In the dotted line {circle around (2)} of FIG. 5, the relation of the gap voltage (Vg) and the discharge firing voltage (Vf) is expressed as in Equation 2, and in the dotted line {circle around (3)} of FIG. 5, the relation of the gap voltage (Vg) and the discharge firing voltage (Vf) is expressed as in Equation 3:Vgini+Vs>Vf  [Equation 2]Vgini+Vr<Vf  [Equation 3]
where,
Vgini: initial gap voltage just before the setup period (SU) is initiated as appreciated from FIG. 5.
A gap voltage condition (or wall charge condition) for performing the normal initialization in the erasure period (EP) and the reset period (RP) considering the above drawbacks is expressed in the following Equation 4 satisfying all of the Equations 2 and 3:Vf−Vr<Vgini<Vf−Vs  [Equation 4]
Resultantly, if the initial gap voltage (Vgini) does not satisfy the condition of the Equation 4 before the setup period (SU), the conventional plasma display apparatus can cause the erroneous discharge, the misdischarge, or the abnormal discharge, and decreases the operation margin. In other words, in the conventional plasma display apparatus, in order to secure the operation reliability and the operation margin, an erasure operation in the erasure period (EP) should be normally performed but, as aforementioned, can be abnormally performed depending on the uniformity of the discharge cell or the use temperature of the PDP.

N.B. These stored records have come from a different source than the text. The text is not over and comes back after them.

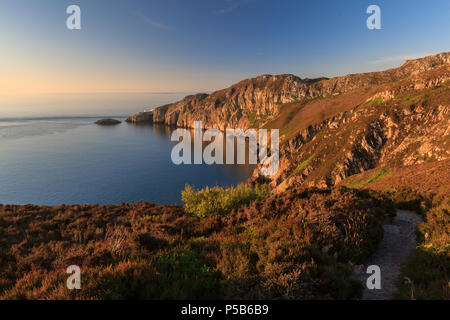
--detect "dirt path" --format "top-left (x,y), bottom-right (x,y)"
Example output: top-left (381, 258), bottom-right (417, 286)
top-left (355, 210), bottom-right (422, 300)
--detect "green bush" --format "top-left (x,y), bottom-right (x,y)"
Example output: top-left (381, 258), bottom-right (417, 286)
top-left (181, 184), bottom-right (270, 218)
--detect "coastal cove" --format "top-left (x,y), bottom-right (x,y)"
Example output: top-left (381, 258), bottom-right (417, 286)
top-left (0, 116), bottom-right (254, 205)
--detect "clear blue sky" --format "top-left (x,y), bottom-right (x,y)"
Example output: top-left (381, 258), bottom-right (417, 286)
top-left (0, 0), bottom-right (450, 93)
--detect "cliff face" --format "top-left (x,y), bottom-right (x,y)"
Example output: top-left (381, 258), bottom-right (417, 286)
top-left (127, 53), bottom-right (450, 130)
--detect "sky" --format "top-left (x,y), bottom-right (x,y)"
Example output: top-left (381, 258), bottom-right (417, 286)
top-left (0, 0), bottom-right (450, 95)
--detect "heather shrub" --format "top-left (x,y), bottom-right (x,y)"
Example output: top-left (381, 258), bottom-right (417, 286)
top-left (181, 184), bottom-right (270, 218)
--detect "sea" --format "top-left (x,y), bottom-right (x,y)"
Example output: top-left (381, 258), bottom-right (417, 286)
top-left (0, 93), bottom-right (254, 206)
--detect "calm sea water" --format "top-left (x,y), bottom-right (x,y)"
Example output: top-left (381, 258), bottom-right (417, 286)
top-left (0, 96), bottom-right (253, 205)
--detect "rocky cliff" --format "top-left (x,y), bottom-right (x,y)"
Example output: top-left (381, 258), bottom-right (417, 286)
top-left (128, 52), bottom-right (450, 190)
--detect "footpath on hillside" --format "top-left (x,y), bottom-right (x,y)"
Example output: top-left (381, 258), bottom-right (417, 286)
top-left (355, 210), bottom-right (422, 300)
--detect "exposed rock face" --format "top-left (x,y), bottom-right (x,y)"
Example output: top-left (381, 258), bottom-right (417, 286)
top-left (127, 52), bottom-right (450, 190)
top-left (95, 119), bottom-right (122, 126)
top-left (127, 52), bottom-right (450, 130)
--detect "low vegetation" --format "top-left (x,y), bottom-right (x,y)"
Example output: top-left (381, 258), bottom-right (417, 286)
top-left (0, 187), bottom-right (393, 299)
top-left (344, 160), bottom-right (450, 300)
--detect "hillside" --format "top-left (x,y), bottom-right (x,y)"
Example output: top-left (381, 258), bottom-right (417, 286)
top-left (127, 52), bottom-right (450, 191)
top-left (0, 52), bottom-right (450, 299)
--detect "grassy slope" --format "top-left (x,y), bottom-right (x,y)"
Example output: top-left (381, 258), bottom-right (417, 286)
top-left (342, 160), bottom-right (450, 300)
top-left (0, 188), bottom-right (392, 299)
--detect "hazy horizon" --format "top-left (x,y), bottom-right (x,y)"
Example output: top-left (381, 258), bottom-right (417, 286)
top-left (0, 0), bottom-right (450, 94)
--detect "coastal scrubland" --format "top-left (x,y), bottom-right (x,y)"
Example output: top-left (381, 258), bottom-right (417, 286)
top-left (0, 187), bottom-right (394, 299)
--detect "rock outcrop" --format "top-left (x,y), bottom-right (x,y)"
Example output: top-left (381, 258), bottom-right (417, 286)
top-left (127, 52), bottom-right (450, 130)
top-left (95, 119), bottom-right (122, 126)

Further, in the conventional plasma display apparatus, the wall charges accumulated on the scan electrode (Y) and the sustain electrode (Z) before the reset period are not sufficient and therefore, the setup discharge occurs near the reset voltage (Vr) higher (100 V or more) than the sustain voltage (Vs). Due to this, the conventional plasma display apparatus has a drawback in that an external applied voltage is increased for the setup discharge and as a result, high voltage devices should be included in a voltage source generating a high voltage and a scan drive circuit, thereby increasing a cost of the scan drive circuit.